Advance warning: this is a bit of a rant.
The internet is such a wonderful source of information. It’s possible to learn so much these days. A question pops into one’s head and within seconds it can be answered. I think we’re all aware that it’s important not simply to take all the information available at face value. An important skill in modern life is being able to take all this information, reference several sources, and draw a conclusion about which information is relevant, which is outdated, which is just plain wrong.
With all this information to hand we are learning to take more control over issues affecting our health. It’s not that we don’t trust our doctors (though we might not) but more that the internet is often on hand when the doc isn’t. There are also issues on which our medical doctors are not particularly well informed. One such is in the area of nutrition.

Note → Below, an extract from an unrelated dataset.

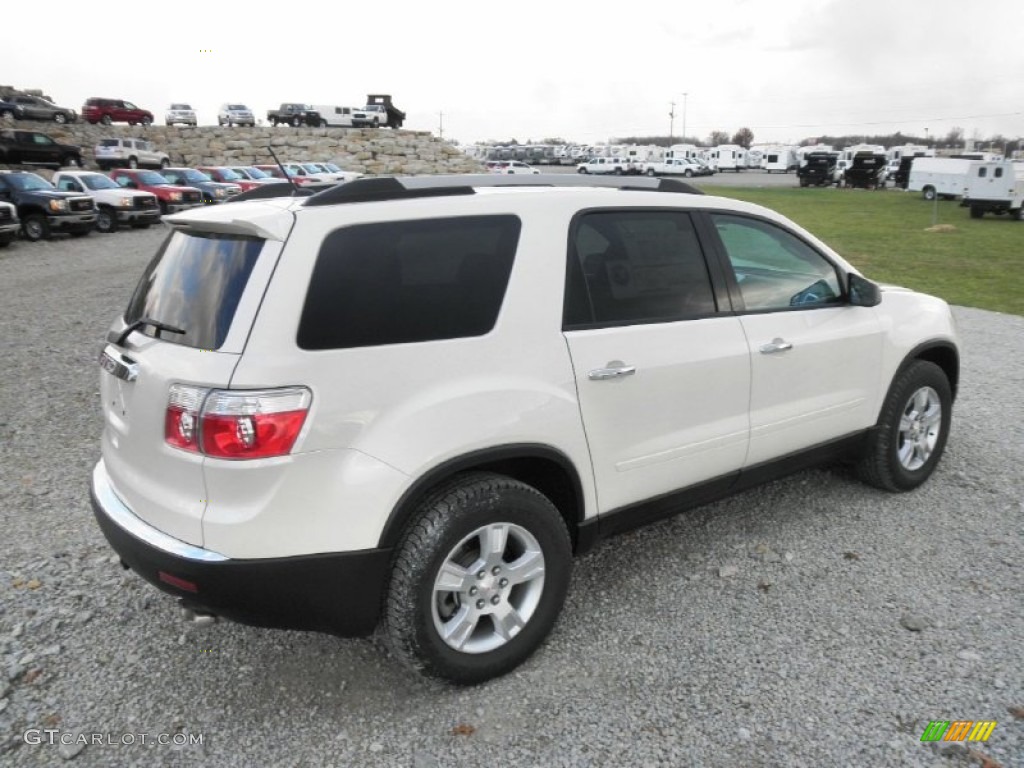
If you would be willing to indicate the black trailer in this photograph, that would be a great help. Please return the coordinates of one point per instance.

It is becoming increasingly obvious that the industrialisation of our food is turning out not to have been a good thing. In particular, that large corporate interests are motivated by the desire to develop and sell product and thus generate profit. If they can do that more cheaply the more profit they can make. If they can persuade us that their product is in some way better for us than the food we have previously consumed then their profit will also increase.
The Western diet is being targeted increasingly as the cause of many Western diseases. Obesity is a major factor in type 2 diabetes and coronary heart disease. Diet is prime suspect with regard to causing some cancer and our ability to heal from all cancers. Stroke, dementia, arthritis and many age-related conditions are at least partly dependent on how we fed our bodies over the long term.

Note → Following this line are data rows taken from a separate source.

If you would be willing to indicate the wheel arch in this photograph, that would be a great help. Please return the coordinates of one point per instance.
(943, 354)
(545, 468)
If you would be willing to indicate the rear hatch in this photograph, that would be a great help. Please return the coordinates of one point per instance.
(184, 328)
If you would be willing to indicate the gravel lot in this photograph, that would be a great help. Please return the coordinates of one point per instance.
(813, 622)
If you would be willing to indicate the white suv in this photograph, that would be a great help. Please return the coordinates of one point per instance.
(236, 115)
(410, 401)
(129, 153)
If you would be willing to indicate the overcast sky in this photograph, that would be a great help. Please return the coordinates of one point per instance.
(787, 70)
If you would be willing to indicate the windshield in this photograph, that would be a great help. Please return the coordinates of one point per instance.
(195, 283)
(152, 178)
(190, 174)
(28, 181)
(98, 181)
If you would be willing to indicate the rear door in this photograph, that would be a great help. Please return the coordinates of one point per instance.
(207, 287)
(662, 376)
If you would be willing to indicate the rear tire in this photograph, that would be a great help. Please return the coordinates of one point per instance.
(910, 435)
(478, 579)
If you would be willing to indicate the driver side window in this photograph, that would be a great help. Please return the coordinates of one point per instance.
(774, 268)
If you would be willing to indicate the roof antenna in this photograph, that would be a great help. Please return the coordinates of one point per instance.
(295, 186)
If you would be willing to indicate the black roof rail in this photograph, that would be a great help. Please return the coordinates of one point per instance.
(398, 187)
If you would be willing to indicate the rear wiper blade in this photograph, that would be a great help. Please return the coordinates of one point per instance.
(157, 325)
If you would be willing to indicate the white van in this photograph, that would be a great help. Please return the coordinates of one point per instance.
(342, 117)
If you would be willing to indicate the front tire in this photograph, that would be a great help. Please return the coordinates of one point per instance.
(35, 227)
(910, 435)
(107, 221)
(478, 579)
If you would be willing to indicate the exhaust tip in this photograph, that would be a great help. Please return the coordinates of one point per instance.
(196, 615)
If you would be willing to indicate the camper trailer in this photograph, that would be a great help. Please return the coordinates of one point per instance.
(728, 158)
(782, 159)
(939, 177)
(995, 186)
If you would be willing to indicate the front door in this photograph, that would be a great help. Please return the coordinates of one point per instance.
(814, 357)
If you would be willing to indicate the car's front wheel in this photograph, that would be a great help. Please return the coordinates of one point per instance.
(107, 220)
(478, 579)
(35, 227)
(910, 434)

Doctors and governments have turned out to be surprisingly unreliable sources of good advice on what we should or should not be eating. For years they have been dishing out advice on reducing salt and then suddenly reports start showing that salt intake isn’t so important after all. Margarine type products made from supposedly healthy oils were touted over dangerous butter. Suddenly the spectre of trans-fats emerges and now we are told that was all wrong and butter was better all along.
On one hand we have a set of experts telling us to avoid fats, particularly saturated fats, and on the other hand another set of experts telling us to avoid carbohydrates and eat protien – even if that means having lots of fat. (The low fat diet vs the so called ‘paleo’ diet.)
So we turn to the internet to do a little research. Surely it should be possible to get some answers. I’m guessing you’ve already worked out that that is going to be easier said than done.
Eat Carbs; no no, don’t eat carbs. Get lots of protein; no no, we are eating too much protein. Eat super-foods. Don’t eat super-foods. And all of this advice is from people who can and do reel off their list of qualifications. They are mostly qualified medical doctors or research nutritionists.
For those who have the time to watch, here are two references which address the carbohydrate issue.
Dr John E Whitcomb, “Board Certified in Holistic and Integrative Medicine” discusses Cardiovascular Health in America today. (Well, 2013 when this was uploaded.) He argues that Cholesterol is not an issue, but is produced by your body as part of its fat storage mechanism. That mechanism is triggered by high, blood sugar, which produces insulin, which in turn signals to the liver and fat cells to convert it to fat and store it. High blood sugar is a result of eating sugars and carbohydrates. Only in modern times have humans had ready access to high carbohydrate foods year-round. So to reduce cholesterol, improve insulin insensitivity and lower risk of heart disease and type 2 diabetes we should not be eating high carbohydrate foods for much of the year.
Dr John McDougall is “certified as an internist by the Board of Internal Medicine and the National Board of Medical Examiners.” Below is his TED talk from 2012, which is somewhat shorter, but there are hour-long lectures on his website if you have the time
He argues that ketosis – the very thing which Dr Whitcomb states is a natural state for humans for much of the year – is a disease-like state. Dr McDougall would have us eat a low-fat, plant-based diet. Part of his agenda is around vegetarianism or veganism on the grounds of avoidance of cruelty to animals and damage to the planet. However, that aside, his argument is that (unrefined) sugars and starch are our natural foods. They should form the bulk of our diet most of the time.
The level of disagreement is mind-blowing. How is anyone supposed to know which advice to follow? What foods we should be eating to maintain good health seems as much a matter of opinion as whether one ought to be wearing a double or single breasted jacket.